DASS sich die Rechte und die religiösen Parteien zwei Drittel der Sitze in der Knesset sichern konnten – eine Mehrheit ohne Beispiel in der Geschichte des Parlaments – ergibt jedoch ein falsches Bild. Umfragen zeigen, dass die Israelis mehrheitlich die Strategie der Linken gutheißen – also Aufgabe fast aller Siedlungen im Westjordanland und im Gaza-Streifen, damit dort ein palästinensischer Staat entstehen kann. Sie halten den Plan Scharons für unrealistisch, nur etwa 40 Prozent der besetzten Gebiete an die Palästinenser abzutreten und dort ein Dutzend „Bantustans“ unter israelischer Kontrolle einzurichten. „Die Rechte stellt sich vor, sie könne die Palästinenser zwingen, für Israel den Packesel abzugeben“, bemerkt Amram Mitzna, der Vorsitzende der Arbeitspartei – er hält diese Strategie für völlig aussichtslos.

Natürlich fürchten die Israelis den Terrorismus, doch es gibt zwei andere dramatische Entwicklungen, die ihnen mehr Sorgen machen. Die eine betrifft Israels Existenzgrundlage: Wenn die jetzigen Trends in der Bevölkerungsentwicklung der beiden Gemeinschaften anhalten2 , wird es nur noch etwa ein Jahrzehnt dauern, bis die Palästinenser in „Großisrael“, das Scharon so am Herzen liegt, die Mehrheit stellen. Der Traum von der Besetzung und Besiedlung der 1967 eroberten Gebiete würde zum Albtraum.

Anlass zur Sorge gibt aber auch die israelische Wirtschaft, die sich in der schwersten Krise seit fünfzig Jahren befindet. Die Talfahrt hält seit Beginn der zweiten Intifada im September 2000 an, zu deren Auswirkungen nicht nur der deutliche Rückgang der ausländischen Investitionen, der Verlust arabischer Märkte, der Niedergang der Tourismusbranche und des Hochtechnologie-Sektors zählen, sondern auch ein gewaltiges Haushaltsdefizit – Resultat wachsender Ausgaben für die Armee und die Siedler. Hunderte von Unternehmen in Handel und Industrie haben bereits schließen müssen, und die Arbeitslosigkeit nimmt drastisch zu. Die Regierung plant die Entlassung von 30 000 Beschäftigten im staatlichen Sektor und will den übrigen Beamten die Bezüge um 8 Prozent kürzen. Zunehmende soziale Spannungen gehören zu den Begleiterscheinungen.

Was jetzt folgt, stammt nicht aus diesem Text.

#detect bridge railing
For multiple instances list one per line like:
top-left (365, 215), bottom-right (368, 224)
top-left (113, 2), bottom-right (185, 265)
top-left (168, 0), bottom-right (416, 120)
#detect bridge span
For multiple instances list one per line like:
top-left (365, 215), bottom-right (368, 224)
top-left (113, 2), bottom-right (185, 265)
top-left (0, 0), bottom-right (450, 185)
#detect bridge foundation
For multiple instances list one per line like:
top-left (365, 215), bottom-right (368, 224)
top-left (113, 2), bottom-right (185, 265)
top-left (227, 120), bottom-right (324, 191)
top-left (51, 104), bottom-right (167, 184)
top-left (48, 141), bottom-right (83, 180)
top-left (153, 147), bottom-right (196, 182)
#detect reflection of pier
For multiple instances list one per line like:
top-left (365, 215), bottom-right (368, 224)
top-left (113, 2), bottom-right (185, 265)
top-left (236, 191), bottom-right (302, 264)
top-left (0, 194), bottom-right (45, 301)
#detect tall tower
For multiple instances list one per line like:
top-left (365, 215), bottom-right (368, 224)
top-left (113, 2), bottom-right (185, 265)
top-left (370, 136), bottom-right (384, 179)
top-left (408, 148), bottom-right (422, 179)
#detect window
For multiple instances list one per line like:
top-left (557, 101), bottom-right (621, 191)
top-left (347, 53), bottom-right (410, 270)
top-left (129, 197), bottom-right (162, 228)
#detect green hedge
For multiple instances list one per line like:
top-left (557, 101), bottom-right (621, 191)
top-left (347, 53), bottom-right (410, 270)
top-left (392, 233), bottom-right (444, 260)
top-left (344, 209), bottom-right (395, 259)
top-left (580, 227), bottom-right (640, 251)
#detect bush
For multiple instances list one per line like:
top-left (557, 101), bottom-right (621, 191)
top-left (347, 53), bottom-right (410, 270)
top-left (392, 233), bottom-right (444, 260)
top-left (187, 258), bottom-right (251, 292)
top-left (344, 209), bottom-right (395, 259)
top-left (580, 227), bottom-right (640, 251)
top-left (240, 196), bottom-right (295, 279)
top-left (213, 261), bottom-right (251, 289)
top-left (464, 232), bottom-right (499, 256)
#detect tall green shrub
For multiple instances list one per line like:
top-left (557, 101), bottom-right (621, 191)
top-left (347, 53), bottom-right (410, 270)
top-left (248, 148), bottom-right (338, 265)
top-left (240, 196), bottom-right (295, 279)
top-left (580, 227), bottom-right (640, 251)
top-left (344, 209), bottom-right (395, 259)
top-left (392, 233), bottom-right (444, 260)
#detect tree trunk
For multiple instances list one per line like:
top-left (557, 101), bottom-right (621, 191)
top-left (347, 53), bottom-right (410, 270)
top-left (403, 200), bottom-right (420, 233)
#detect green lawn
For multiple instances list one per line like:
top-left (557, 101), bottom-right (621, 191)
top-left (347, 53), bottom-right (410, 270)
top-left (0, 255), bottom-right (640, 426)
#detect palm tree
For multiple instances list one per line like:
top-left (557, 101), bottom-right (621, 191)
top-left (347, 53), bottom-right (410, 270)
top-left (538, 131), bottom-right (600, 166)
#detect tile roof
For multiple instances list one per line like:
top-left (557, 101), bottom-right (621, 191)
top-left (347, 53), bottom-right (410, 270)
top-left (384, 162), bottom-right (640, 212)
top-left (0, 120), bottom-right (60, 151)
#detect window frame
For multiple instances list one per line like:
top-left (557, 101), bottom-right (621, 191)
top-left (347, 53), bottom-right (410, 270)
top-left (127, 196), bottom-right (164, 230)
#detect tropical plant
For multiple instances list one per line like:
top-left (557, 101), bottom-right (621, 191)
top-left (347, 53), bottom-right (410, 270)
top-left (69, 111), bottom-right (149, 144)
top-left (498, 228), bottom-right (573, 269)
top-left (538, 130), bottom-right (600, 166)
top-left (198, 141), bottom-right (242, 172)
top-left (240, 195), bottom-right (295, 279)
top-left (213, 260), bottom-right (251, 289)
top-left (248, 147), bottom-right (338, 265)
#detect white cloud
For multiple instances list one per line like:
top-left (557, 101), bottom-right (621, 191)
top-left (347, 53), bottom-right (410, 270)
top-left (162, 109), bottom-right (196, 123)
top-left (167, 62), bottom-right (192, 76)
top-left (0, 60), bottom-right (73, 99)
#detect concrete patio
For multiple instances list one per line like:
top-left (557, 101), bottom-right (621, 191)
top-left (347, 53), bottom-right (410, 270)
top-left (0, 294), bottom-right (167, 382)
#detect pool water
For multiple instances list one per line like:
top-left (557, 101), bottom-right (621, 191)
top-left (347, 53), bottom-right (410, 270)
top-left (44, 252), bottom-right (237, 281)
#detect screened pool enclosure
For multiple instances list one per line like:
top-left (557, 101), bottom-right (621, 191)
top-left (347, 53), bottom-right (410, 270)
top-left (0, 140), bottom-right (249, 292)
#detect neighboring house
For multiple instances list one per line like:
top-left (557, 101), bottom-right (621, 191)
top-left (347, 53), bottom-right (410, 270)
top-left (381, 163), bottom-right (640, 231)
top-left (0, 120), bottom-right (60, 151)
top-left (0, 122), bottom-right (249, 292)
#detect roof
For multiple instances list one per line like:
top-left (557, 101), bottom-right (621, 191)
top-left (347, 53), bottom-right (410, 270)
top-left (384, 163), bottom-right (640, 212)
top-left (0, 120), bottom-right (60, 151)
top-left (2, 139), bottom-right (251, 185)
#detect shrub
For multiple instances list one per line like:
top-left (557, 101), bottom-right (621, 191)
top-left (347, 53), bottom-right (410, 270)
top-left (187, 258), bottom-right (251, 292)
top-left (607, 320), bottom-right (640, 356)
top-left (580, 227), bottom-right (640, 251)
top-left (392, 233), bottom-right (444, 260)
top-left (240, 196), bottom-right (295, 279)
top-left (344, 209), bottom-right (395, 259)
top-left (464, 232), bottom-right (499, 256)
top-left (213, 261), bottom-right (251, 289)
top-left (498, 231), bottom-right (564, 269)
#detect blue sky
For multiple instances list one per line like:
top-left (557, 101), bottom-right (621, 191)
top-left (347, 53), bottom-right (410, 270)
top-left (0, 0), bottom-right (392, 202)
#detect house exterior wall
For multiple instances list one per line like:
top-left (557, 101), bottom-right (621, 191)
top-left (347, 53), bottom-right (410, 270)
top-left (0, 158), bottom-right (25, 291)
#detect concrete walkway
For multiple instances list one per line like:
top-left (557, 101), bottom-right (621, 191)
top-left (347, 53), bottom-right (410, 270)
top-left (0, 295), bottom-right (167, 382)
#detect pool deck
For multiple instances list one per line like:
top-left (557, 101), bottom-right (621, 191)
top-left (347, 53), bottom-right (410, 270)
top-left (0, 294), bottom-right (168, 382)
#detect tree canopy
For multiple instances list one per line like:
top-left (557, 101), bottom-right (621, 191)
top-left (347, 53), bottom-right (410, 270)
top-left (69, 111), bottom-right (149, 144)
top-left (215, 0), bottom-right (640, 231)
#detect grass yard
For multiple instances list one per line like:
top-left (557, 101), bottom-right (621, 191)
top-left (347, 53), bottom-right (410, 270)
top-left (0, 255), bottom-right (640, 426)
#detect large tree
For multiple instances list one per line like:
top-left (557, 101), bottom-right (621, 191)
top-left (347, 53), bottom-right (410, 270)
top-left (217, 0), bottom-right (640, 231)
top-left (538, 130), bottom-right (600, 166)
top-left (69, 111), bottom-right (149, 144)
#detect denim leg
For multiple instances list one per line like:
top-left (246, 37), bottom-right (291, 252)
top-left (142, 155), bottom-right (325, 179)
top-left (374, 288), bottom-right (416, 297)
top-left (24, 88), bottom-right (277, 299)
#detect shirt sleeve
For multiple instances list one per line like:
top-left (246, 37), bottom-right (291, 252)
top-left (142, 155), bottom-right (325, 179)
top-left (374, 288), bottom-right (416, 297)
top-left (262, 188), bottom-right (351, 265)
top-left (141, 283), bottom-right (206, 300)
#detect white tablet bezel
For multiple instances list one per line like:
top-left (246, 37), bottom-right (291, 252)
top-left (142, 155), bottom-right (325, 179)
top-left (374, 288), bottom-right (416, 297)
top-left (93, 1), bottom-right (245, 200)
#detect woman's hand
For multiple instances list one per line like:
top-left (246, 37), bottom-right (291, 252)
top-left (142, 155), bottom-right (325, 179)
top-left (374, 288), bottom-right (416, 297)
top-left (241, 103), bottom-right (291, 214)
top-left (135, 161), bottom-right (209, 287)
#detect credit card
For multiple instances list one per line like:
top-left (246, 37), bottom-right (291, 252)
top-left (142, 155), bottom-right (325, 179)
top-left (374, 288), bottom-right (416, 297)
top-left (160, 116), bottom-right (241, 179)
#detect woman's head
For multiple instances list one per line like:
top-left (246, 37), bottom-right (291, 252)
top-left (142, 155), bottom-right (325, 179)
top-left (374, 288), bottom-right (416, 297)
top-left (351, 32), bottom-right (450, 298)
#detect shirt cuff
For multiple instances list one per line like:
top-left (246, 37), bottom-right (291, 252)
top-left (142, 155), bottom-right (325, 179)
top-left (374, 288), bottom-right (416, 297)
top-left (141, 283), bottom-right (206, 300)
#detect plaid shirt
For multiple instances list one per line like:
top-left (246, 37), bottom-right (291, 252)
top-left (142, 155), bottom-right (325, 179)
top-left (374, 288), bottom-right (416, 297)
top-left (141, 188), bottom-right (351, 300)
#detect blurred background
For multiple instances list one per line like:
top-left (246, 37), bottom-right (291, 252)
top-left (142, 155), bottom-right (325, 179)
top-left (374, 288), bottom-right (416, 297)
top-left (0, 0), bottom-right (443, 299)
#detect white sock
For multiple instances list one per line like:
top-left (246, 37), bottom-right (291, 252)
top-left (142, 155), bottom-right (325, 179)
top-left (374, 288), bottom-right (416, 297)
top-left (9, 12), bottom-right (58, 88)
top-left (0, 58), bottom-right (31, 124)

Im kleinen Zirkel der happy few bereichert man sich durch Spekulation und Korruption, während wenigstens 1,5 Millionen Israelis, darunter 500 000 Kinder, unterhalb der Armutsgrenze leben – das ist ein Viertel der Bevölkerung. Die paradiesischen Zeiten der Ära Rabin, als der Glanz von Oslo noch nicht verblasst war, sind vorüber. Dan Meridor trifft den Kern der Sache: „Es gibt kein Wundermittel gegen die Krise, außer es gelingt uns, die Intifada zu beenden.“

Und Amram Mitzna stellt nüchtern fest: „Scharon sollte lieber den Problemen seiner Landsleute zu Leibe rücken als den Palästinensern.“ Arafat und der Palästinensischen Autonomiebehörde wird nichts anderes übrig bleiben, als die israelische Öffentlichkeit zu überzeugen, dass die Verteufelung der Palästinenser falsch und ungerechtfertigt ist. Sollte das gelingen, dann müssen vielleicht auch die Falken in Jerusalem und Washington umdenken, die bislang neue Friedensverhandlungen verhindert haben.

deutsch von Edgar Peinelt

* Journalist

Fußnoten: 1 Siehe Amira Hass, „Kleine Vertreibungen und großer Transfer“, Le Monde diplomatique, Februar 2003. 2 Siehe Youssef Courbage, „Enjeux démographiques“, Le Monde diplomatique, April 1999, sowie Populations & sociétés, Paris, Nr. 362, November 2000.